L’autre élément de sa position c’est qu’il peut prendre une position libérale, parce que la population russe est très massivement derrière son président pour défendre la guerre comme une menace, une guerre menée par l’OTAN, comme menace vis à vis de l’existence même de la Russie et que donc, si j’ose dire, c’est la clémence d’Auguste. Il peut être miséricordieux, il peut être clément, parce qu’un opposant par-ci par-là ne font pas de mal et un peu comme si vous voulez, après la mort de Staline, Laurent Beria a choisi de prendre une position libérale. Ce qui a d’ailleurs causé sa chute car Khrouchtchev, Malenkov et compagnie, les autres dirigeants soviétiques trouvaient que, si en plus il arrivait à obtenir un appel au peuple par une position libérale d’ouvrir les prisons, il risquait de les balayer et accessoirement d’ailleurs, de les envoyer remplacer les détenus libérés. Donc ils l’avaient roulé dans un tapis et emmené pour finalement l’abattre. Donc là PRIGOJINE prend cette position libérale parce qu’il y a une date importante en Russie en 2024. Il y a les élections présidentielles, dont on ne sait pas encore très bien ce que va faire POUTINE et on ne sait pas très bien quels remaniements ministériels en découleront. L’impression que me donne cette position de PRIGOJINE, c’est qu’il voudrait aller jouer, cette fois-ci, sur la scène politique.
Jacques COHEN, je me permets de vous interrompre, alors on n’a pas de boule de cristal, mais c’est quand même assez culotté de vouloir, quelque part, aller défier POUTINE, même si on ne sait pas très bien ce qu’il va faire.

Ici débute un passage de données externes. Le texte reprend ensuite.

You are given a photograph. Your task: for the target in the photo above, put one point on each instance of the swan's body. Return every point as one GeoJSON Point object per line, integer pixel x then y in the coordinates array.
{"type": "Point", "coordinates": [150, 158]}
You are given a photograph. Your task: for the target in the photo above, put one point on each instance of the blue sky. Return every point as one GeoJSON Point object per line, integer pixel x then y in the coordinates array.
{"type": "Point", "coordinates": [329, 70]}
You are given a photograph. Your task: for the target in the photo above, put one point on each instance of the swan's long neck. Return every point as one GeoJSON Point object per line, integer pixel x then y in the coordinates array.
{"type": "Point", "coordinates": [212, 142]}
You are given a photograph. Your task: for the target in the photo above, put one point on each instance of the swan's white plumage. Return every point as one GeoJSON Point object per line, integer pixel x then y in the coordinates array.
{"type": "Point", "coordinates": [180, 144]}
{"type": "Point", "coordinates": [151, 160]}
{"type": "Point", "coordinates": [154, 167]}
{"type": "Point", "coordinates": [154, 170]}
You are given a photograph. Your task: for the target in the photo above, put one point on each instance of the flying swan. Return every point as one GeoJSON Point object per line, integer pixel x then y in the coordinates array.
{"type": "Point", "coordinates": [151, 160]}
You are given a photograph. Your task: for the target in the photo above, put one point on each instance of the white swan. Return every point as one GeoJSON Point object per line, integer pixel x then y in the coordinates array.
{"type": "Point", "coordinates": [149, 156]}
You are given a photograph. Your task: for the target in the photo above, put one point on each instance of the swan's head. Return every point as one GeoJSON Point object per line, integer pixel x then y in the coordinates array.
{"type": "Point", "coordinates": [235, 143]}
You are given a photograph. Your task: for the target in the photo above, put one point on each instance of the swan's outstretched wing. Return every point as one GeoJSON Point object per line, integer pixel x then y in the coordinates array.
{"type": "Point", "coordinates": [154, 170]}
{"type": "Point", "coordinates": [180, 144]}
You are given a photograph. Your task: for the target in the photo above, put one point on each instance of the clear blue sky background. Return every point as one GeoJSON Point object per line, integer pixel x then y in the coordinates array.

On peut avoir une petite idée, mais je ne suis pas sûr qu’il veuille défier POUTINE. Il est fort possible qu’il prévoie de se placer dans le nouveau gouvernement que POUTINE nommera. POUTINE n’a pas envie de lâcher la barre, mais il peut être intéressant pour PRIGOJINE de jouer sur la scène politique et d’y acquérir une position importante à l’occasion du bouleversement de ces élections. Il peut aussi choisir d’être le sparring partner en quelque sorte de POUTINE pour être candidat contre lui et choisir de perdre depuis le début. Il peut choisir d’être premier ministre. Il peut même choisir d’être le candidat que POUTINE choisit. On ne sait jamais. POUTINE décidant à ce moment-là de tirer les ficelles en n’étant plus le président. Mais de toute façon, quelle que soit la place sur l’échiquier sur laquelle il peut être, ce type de déclaration complètement inattendue et d’action relativement élaborée indique le choix d’une position politique, PRIGOJINE étant un personnage curieux, comme je vous l’ai expliqué la dernière fois, d’ombre et de lumière. Dans la lumière, il dit des conneries, il galèje parfois, mais de temps en temps ses déclarations sont tout à fait sérieuses. Il est vraisemblable que cette fois-ci, il ait envie de jouer un peu plus que les utilités et de s’installer durablement à la lumière et ne pas être seulement un homme de l’ombre.
Merci Jacques COHEN de nous avoir éclairé davantage sur Eugène PRIGOJINE aujourd’hui. Certainement qu’on aura l’occasion de reparler de ce personnage. Pour plus d’informations rendez-vous sur votre blog : jhmcohen.com. A bientôt Professeur.
A bientôt.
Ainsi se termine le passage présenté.